Presiding over a cesspool of conflict of interests, unremarkable business models, inflated egos, and botched management, the vision fund’s greatest success is overpaying for massive loss-making tech companies that sometimes weren’t even tech companies.
WeWork is the most high-profile casualty of Son’s excesses, but Oyo, the hotel sharing company, also epitomizes the state of Son’s crumbling empire.
Less than a year ago, Son publicly anointed Founder and CEO of Oyo Ritesh Agarwal one of the new up-and-coming tech innovators.
Oyo is the Uber of hotels that, through a reservation website, matches hotel units with paying customers.
Agarwal began working with small hoteliers on service, design and standardized accouterments like bedding and toiletries to draw more travelers. He took a 25% cut of sales.
The online hotel platform expanded ambitiously by recruiting hotel owners and guaranteeing a minimum amount of revenue, essentially doubling down that its online booking system and brand name would attract enough extra cash flow to sustain sales.
In the event that revenue goes to zero because of a pandemic, Oyo would incur abnormally high risk by still being on the hook for the revenue to the hotel operators.
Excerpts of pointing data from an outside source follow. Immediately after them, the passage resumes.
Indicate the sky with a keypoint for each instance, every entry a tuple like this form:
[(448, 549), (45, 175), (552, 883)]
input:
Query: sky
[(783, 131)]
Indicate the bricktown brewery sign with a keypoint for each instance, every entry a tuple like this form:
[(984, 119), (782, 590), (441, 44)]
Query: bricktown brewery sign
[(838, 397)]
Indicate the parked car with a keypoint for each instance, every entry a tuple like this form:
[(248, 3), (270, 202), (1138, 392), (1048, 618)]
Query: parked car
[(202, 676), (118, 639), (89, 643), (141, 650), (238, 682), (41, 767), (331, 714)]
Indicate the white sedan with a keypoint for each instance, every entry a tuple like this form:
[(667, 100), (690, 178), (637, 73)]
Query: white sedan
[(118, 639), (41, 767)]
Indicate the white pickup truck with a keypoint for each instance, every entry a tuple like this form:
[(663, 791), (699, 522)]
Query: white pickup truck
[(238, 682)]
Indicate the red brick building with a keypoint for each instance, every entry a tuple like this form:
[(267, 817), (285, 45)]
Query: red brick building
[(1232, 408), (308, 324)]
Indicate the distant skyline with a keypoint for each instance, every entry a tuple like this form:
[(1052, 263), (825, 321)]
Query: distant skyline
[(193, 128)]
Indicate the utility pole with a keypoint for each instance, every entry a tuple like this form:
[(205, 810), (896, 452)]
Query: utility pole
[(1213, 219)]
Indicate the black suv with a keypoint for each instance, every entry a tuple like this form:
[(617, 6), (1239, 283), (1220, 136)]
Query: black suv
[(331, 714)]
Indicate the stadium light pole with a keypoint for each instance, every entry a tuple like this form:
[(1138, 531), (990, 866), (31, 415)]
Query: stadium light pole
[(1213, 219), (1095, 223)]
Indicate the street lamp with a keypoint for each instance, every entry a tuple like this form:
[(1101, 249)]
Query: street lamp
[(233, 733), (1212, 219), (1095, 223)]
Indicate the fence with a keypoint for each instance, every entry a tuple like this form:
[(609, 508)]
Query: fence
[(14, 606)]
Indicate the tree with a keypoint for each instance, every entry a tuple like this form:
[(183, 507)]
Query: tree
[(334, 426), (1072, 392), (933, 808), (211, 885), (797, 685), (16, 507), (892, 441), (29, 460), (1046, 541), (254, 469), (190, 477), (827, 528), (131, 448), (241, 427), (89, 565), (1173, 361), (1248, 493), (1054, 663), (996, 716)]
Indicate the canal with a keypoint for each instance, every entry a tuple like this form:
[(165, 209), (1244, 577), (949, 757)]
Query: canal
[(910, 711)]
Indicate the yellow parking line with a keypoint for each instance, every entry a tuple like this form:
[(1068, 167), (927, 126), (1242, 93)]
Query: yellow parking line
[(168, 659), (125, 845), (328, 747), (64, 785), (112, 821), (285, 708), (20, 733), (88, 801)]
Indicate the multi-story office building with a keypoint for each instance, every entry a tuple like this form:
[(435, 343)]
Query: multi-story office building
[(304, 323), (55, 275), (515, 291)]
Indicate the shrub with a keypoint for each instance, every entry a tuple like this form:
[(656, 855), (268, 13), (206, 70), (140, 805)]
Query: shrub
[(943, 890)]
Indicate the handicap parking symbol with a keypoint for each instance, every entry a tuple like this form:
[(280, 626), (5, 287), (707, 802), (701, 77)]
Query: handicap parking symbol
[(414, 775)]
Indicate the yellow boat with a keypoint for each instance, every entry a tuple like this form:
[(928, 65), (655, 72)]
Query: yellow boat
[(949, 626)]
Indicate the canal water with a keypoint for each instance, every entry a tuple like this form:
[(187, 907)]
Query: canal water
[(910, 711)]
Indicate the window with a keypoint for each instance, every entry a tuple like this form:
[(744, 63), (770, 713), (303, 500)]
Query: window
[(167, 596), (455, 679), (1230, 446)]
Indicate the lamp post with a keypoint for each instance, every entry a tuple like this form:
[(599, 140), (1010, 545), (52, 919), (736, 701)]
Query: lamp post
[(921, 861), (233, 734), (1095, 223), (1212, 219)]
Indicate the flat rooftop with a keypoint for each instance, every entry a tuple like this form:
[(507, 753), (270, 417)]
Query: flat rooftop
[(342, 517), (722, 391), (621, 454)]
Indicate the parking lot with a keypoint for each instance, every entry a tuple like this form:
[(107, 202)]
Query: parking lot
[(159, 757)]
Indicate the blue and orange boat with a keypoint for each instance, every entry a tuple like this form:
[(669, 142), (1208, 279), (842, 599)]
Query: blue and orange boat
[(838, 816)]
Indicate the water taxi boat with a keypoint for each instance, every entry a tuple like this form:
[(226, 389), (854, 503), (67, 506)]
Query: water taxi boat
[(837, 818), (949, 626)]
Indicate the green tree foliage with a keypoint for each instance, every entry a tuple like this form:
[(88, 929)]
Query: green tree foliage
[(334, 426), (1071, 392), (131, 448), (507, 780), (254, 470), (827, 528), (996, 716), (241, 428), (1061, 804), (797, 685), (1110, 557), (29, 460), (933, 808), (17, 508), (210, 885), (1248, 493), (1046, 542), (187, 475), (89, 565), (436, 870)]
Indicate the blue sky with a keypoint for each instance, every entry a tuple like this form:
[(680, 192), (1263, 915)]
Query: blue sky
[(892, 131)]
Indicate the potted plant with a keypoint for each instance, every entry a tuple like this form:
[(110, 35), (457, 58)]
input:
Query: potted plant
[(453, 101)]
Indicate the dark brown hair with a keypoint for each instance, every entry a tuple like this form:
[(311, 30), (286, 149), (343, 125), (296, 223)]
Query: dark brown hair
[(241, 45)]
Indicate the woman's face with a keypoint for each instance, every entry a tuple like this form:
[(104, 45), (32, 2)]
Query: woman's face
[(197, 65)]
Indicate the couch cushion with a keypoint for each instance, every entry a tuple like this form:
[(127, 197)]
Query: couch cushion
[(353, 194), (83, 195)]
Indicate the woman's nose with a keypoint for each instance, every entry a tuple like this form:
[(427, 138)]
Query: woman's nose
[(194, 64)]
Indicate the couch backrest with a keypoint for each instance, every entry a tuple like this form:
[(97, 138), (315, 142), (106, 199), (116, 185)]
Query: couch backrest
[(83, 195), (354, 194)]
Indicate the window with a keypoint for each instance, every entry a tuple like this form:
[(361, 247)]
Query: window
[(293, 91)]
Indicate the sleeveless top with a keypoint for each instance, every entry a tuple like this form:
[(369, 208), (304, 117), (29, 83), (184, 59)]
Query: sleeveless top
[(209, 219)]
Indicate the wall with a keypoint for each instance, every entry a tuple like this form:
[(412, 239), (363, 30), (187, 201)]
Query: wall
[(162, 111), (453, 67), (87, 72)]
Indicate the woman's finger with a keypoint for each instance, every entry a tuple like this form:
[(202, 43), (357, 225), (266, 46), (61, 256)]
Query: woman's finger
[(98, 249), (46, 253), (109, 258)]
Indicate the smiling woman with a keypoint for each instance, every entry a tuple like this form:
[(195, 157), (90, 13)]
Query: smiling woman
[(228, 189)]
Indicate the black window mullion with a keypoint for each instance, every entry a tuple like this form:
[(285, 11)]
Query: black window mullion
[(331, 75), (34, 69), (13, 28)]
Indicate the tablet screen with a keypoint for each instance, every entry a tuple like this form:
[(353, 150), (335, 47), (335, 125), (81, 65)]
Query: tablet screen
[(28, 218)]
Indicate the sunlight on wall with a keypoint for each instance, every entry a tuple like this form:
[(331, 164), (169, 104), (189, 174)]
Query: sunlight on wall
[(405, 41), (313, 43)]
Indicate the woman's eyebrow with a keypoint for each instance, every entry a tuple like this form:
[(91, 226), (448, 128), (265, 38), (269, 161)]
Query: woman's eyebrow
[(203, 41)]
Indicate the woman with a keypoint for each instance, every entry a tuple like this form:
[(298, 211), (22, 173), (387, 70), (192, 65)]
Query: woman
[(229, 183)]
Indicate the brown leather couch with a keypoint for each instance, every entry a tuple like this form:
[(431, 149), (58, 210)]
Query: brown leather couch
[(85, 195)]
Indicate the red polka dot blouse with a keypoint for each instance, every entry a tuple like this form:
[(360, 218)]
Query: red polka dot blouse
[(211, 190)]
Oyo has since gone back on its guarantee to pay guaranteed revenue streams to hotel operators alienating any potential relationships with hotels in the future.
Agarwal’s brainchild was supposedly poised to become the biggest hotel operator in the world.
Fast forward to today and the situation is nothing short of a disaster.
Oyo has called for a major restructuring, furloughing thousands of employees as it clings on for dear life.
Oyo is just another disastrous instance of the Vision Fund’s toxic array of underperforming assets.
The hotel startup was valued at $10 billion just recently and even though not a zero yet, the company has lost around 70% of its value in one month.
Complicating the pitiful situation, Agarwal borrowed $2 billion to buy back shares in his own creation speculating that Oyo would be able to offload the asset to avid investors.
Agarwal could face an imminent margin call from the banks he borrowed from, setting the stage for Son to bail out another ridiculous sideshow or let it rot like WeWork who is effectively suing Son for not following through with a $3 billion bailout that he is walking away from.
Son promised after WeWork that he wouldn’t bail out any more startups, but the issue now is that the list of eroding companies grows longer and Son’s ability to fund these decrepit companies weakens by the day as business is shut around the world and his balance sheet sours.
Just look around at the lifeless companies that have been put out of their misery such as Brandless Inc., Zume Pizza Inc., and OneWeb just filed for bankruptcy.
I double down that no tech firm will be able to go public in 2020, and the rotten apples under Son’s leadership are now being inspected for exactly how rotten each apple is.
Tech investors should take this cue to find higher ground in the form of iron-clad balance sheets, positive cash flow, and unmistakable intellectual property.
If you can slip in a recurring subscription model in the equation, then that is the cherry on top of the chocolate sundae.
Park money in the corona tech stocks of DocuSign (DOCU), Zoom Video Communications, Inc. (ZM), Amazon (AMZN), Netflix (NFLX) and Microsoft (MSFT), then grab some popcorn to watch how Son’s portfolio blows up in dramatic fashion.